If patients are overweight or obese, weight loss can help improve the likelihood a patient will ovulate on her own and conceive on her own.  A regimen of exercise and a diet lower in carbohydrates can help a patient work toward losing weight and optimize her health before pregnancy. If a patient tries any such regimen, she should be under the care of a physician. If a patient either cannot lose weight or loses weight and does not still ovulate, she may need to be treated with medications to induce ovulation. These are generally well tolerated, but have some risks (such as side effects and multiple pregnancy such as twins, triplets or more). As a result a patient taking these medications should be well monitored.

What is insulin resistance?

Insulin resistance is far more common in patients with PCOS, but a patient does not have to have insulin resistance to have PCOS. Insulin resistance is when a cells in a patient’s body do not respond normally to insulin; as a result, the body produces more insulin which results in higher blood glucose. Higher insulin levels can contribute to a larger appetite and can affect the balance of other hormones, such as androgens.

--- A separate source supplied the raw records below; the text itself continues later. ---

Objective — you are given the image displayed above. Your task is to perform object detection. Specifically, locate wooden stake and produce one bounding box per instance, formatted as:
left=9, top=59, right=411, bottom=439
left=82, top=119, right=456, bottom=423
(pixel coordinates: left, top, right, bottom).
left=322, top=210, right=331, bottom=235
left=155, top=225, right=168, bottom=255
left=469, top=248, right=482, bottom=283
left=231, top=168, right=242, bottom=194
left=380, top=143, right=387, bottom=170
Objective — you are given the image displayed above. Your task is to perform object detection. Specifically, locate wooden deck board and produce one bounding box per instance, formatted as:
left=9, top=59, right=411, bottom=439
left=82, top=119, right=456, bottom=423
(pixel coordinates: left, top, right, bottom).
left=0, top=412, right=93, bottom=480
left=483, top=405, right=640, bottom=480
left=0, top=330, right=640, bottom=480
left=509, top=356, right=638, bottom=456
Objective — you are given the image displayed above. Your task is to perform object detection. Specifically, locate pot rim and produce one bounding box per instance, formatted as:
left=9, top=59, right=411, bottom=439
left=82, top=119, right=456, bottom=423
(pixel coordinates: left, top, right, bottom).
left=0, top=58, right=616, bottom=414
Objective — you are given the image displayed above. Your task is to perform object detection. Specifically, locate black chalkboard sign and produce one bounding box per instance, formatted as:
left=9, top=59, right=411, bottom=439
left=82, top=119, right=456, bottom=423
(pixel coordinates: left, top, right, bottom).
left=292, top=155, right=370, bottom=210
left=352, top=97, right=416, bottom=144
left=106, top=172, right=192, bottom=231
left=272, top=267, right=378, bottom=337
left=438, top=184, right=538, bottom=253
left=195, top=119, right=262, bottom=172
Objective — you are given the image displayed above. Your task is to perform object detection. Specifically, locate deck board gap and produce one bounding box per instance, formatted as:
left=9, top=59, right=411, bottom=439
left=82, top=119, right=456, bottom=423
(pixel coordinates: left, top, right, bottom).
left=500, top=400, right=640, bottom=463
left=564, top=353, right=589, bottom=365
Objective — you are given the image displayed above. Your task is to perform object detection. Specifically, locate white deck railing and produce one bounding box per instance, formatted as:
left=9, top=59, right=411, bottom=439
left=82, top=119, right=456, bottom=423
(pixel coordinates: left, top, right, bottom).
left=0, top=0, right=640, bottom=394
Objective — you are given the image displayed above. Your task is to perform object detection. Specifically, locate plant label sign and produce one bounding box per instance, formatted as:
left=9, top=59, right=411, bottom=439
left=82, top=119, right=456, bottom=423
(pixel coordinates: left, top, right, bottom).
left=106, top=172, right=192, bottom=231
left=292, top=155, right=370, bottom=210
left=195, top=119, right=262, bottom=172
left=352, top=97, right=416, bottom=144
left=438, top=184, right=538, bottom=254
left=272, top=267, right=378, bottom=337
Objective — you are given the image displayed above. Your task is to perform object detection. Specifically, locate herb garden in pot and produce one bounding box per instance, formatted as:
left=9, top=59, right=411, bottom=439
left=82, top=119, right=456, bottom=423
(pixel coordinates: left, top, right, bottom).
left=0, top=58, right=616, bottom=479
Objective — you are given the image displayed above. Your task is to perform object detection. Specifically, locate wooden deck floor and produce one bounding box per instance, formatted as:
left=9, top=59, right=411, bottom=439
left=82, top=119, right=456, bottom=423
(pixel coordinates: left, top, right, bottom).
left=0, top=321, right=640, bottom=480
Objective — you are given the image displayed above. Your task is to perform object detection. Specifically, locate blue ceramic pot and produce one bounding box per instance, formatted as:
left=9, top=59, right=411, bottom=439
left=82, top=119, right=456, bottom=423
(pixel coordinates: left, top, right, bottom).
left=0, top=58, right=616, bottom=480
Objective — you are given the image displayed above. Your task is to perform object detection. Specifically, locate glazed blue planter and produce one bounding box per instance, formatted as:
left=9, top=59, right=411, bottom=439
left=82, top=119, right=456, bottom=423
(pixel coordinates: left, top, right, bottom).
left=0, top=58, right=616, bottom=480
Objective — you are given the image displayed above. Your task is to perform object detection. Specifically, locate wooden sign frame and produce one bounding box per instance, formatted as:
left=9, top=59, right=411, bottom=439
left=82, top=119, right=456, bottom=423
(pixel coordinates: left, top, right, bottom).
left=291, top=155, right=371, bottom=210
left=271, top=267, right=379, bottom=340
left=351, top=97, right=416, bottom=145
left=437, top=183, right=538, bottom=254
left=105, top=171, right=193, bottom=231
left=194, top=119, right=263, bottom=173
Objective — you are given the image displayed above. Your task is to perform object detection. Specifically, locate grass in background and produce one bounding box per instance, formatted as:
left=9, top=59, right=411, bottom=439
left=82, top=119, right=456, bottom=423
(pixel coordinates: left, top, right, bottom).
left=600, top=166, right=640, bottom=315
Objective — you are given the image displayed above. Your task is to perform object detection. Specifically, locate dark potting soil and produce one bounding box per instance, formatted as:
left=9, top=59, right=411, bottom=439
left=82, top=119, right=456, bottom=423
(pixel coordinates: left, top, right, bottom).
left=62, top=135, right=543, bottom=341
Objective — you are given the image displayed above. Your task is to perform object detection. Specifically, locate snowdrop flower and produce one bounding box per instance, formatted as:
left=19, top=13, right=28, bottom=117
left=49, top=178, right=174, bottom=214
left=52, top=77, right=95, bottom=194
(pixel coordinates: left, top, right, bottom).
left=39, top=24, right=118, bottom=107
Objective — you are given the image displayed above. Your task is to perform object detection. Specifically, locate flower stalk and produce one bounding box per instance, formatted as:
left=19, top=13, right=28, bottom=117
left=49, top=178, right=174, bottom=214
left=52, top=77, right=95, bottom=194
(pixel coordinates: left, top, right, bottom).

Insulin resistance is diagnosed with specific blood tests.

What are signs of insulin resistance?

Any patient who is significantly overweight or obese may have insulin resistance. Signs may be an elevated waist circumference, or elevated ratio of waist circumference to hip circumference. Other signs may be acanthosis nigricans, which are patches of thickened, velvety, darkened skin typically on the neck, chest or back.

What can be done to treat insulin resistance?

Weight loss is typically beneficial. There are also medications known as insulin-sensitizing agents that can make the body more sensitive to insulin. These medications can result in lower androgen levels and some may improve the likelihood a patient ovulates. Large-scale studies still suggest that standard medications for ovulation induction are more likely to help a patient conceive a pregnancy.

What are the health risks of PCOS?

It is important a patient see a health care provider if she suspects she may have symptoms of PCOS. PCOS places a patient at risk of several significant health problems, including hyperlipidemia (elevated cholesterol), Diabetes, hypertension (high blood pressure), endometrial (uterine lining) cancer, depression, and heart disease.

What can be done to help with Jan’s hirsutism?

The most effective treatment for hirsutism involves both systemic treatments (such as OCPs or other medications to reduce androgens) and topical treatments, such as creams, waxing or laser. It should be noted that most of these treatments should not be used in women trying to get pregnant.